Zitat des Tages: "Griechenland lebt seit seiner Geburt im totalen Bankrott". Ein Reisebericht aus dem Jahr 1855. Griechische Geschichten

Griechenland ist das einzige bekannte Beispiel eines Landes, das seit dem Tag seiner Geburt im totalen Bankrott lebt. (...)

Wenn in einem zivilisierten Land die Einnahmen nicht ausreichen, um die Ausgaben zu bestreiten, ist das Mittel einer Staatsanleihe im Innern vorgesehen. Dieses Mittel hat die griechische Regierung noch nie versucht, und der Versuch wäre auch erfolglos gewesen. Die Schutzmächte Griechenlands mussten schließlich die Zahlungsfähigkeit des Landes garantierten, damit das Land über eine Anleihe im Ausland verhandeln konnte.
Der französische Schriftsteller Edmond About in seinem Buch La Grèce contemporaine (Das heutige Griechenland), dessen erste Auflage 1855 erschien. Ich zitiere die Übersetzung von Philipp Reuter, die in Auszügen am Wochenende in der F.A.S. abgedruckt wurde; seit heute zu lesen bei FAZ.Net.

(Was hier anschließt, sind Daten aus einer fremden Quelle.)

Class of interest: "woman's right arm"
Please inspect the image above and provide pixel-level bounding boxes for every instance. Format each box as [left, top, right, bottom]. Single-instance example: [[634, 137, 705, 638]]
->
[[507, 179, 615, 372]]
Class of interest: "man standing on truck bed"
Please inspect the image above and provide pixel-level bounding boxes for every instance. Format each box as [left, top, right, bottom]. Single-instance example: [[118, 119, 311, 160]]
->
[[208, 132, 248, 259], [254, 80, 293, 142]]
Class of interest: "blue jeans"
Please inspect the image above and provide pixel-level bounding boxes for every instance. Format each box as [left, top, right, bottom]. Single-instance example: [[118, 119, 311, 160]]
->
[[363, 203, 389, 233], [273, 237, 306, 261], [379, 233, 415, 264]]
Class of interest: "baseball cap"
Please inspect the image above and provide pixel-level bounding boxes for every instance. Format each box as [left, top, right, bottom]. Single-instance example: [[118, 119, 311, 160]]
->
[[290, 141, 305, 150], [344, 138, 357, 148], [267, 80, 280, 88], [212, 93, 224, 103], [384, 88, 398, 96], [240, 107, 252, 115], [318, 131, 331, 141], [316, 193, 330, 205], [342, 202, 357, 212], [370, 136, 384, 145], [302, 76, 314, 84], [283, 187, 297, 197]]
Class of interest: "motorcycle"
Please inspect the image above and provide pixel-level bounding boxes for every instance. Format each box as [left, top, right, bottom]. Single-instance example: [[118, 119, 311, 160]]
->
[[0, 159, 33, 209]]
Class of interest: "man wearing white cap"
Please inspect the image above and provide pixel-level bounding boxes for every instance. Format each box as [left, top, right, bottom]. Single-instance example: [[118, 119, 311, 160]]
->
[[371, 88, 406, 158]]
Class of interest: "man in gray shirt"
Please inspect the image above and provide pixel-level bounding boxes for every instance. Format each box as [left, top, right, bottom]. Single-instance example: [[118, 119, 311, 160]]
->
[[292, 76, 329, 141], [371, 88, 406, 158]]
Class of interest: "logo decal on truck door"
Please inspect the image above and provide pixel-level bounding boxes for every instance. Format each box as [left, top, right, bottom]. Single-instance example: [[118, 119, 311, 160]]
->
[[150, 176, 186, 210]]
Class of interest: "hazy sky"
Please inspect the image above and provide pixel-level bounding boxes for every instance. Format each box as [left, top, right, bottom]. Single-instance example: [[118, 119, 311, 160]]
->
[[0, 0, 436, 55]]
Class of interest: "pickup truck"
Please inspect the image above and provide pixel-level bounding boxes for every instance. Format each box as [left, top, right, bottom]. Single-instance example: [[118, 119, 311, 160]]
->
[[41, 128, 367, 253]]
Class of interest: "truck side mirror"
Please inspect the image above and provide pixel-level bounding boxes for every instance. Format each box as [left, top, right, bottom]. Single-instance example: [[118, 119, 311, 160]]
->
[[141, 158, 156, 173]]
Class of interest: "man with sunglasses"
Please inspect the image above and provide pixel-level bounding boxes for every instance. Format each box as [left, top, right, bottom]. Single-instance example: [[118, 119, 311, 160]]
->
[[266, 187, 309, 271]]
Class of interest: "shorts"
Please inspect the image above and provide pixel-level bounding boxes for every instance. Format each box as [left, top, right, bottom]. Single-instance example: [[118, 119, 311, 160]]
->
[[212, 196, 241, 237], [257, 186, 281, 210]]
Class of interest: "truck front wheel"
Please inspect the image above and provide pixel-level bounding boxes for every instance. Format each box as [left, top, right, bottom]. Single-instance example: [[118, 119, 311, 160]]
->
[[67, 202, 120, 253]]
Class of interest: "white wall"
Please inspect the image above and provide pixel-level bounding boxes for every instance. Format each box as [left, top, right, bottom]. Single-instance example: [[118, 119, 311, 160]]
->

Kommentar: Der Schriftsteller und Journalist Edmond About begab sich als junger Mann von knapp 24 Jahren nach Abschluß seines Studiums an der École normale superieure am 1. Februar 1852 auf die Fahrt nach Griechenland und unternahm dort ausgedehnte Reisen.

Auf seinen lebendigen, scharfsichtigen und auch scharfzüngigen Reisebericht werde ich im noch ausstehenden zweiten Teil des Artikels über Reisen im 19. Jahrhundert genauer eingehen (Erster Teil: Literarische Randnotizen (5): Auf und davon. Die Leselust an der Reiselust. Teil 1: Von Karl Philipp Moritz zu Karl May; ZR vom 25. 12. 2011).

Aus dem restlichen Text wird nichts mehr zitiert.